I had some leftover broccoli florets and mushrooms in the fridge I needed to use up and thought of baking them into pasta casserole. Then I thought, what if I were to chop these up super super small and HID them in a cheezy sauce? Then I would have a fantastic recipe for those who have a hard time getting their children or spouses to eat their vegetables!
So that’s why this recipe was designed and it’s not quite as indulgent as just pasta in cheezy sauce. It has some delicious veggies hiding in it too!
I like to use rotini pasta because the spirals hold onto the sauce and really grab it, plus it has a nice texture to it too. I recommend following these directions, but if you don’t have a food processor you can chop the veggies into very very small pieces instead so they don’t overwhelm the pasta. Also make sure not to use too much broccoli or you will end up with a more pungent pasta creation (as broccoli contains sulfur it can be strong smelling).
So give this healthy pasta bake a try and let me know what you think!
Vegan Broccoli Mushroom Pasta Bake
Serves 6
Ingredients:
1 cuo/150 grams of broccoli
8 oz. sliced mushrooms
1 medium onion, peeled and quartered
3 large cloves of garlic
16 oz. whole wheat rotini, elbows or spirals
1/4 cup panko bread crumbs
1/2 tsp dried basil
1/2 tsp dried oregano
Paprika to garnish
White pepper to garnish
Herbamare or salt to garnish
Cheezy Sauce:
2 cups almond milk
1/4 cup cashews
1 large clove of garlic
1/3 cup nutritional yeast
5 tsp Genmai brown rice miso paste
1 tbsp cornstarch
1 tsp smoked paprika
Directions:
Preheat oven to 350 F.
1. Bring a large pot of water to a boil. Add salt if desired.
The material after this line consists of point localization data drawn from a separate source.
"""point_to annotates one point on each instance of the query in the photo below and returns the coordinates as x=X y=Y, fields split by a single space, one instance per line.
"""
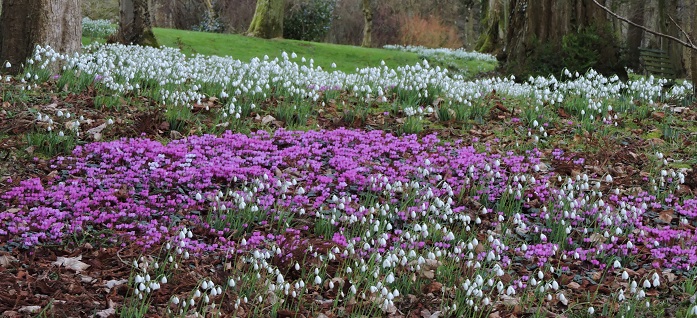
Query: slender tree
x=268 y=19
x=545 y=36
x=135 y=25
x=27 y=23
x=368 y=26
x=690 y=40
Cook rotini or spirals for about 6 minutes just until al dente. (Do not overcook)
2. Pulse, broccoli, mushrooms, onions and garlic separately in a food processor (unless you have a very large one) until broken into tiny pieces. Add to a large wok or sauté pan and cook for 7 minutes until soft. Add a little water or vegetable broth as necessary to cook.
3. Blend cheezy sauce ingredients in a blender and taste test. Adjust seasonings if desired with more salt and pepper or smoked paprika.
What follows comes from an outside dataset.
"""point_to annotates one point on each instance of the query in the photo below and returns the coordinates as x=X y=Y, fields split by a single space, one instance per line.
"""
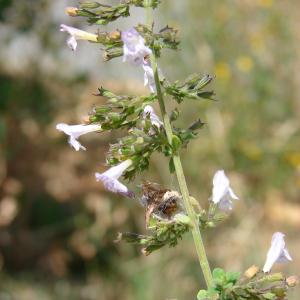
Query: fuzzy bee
x=163 y=203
4. Drain rotini and add to sauté pan and pour sauce over (or combine in a large pot if you don’t have a lot of room). Toss to coat.
5. Pour into a large casserole pan. Top with panko breadcrumbs and smoked paprika.
6. Bake for 20-25 minutes.
7. Serve and enjoy!
Additional Tips:
This recipe is best served fresh, but if you need to reheat it rebake it or else the panko bread crumbs will be mushy.
Have you ever made a plant-based baked pasta casserole before? What do you put in it?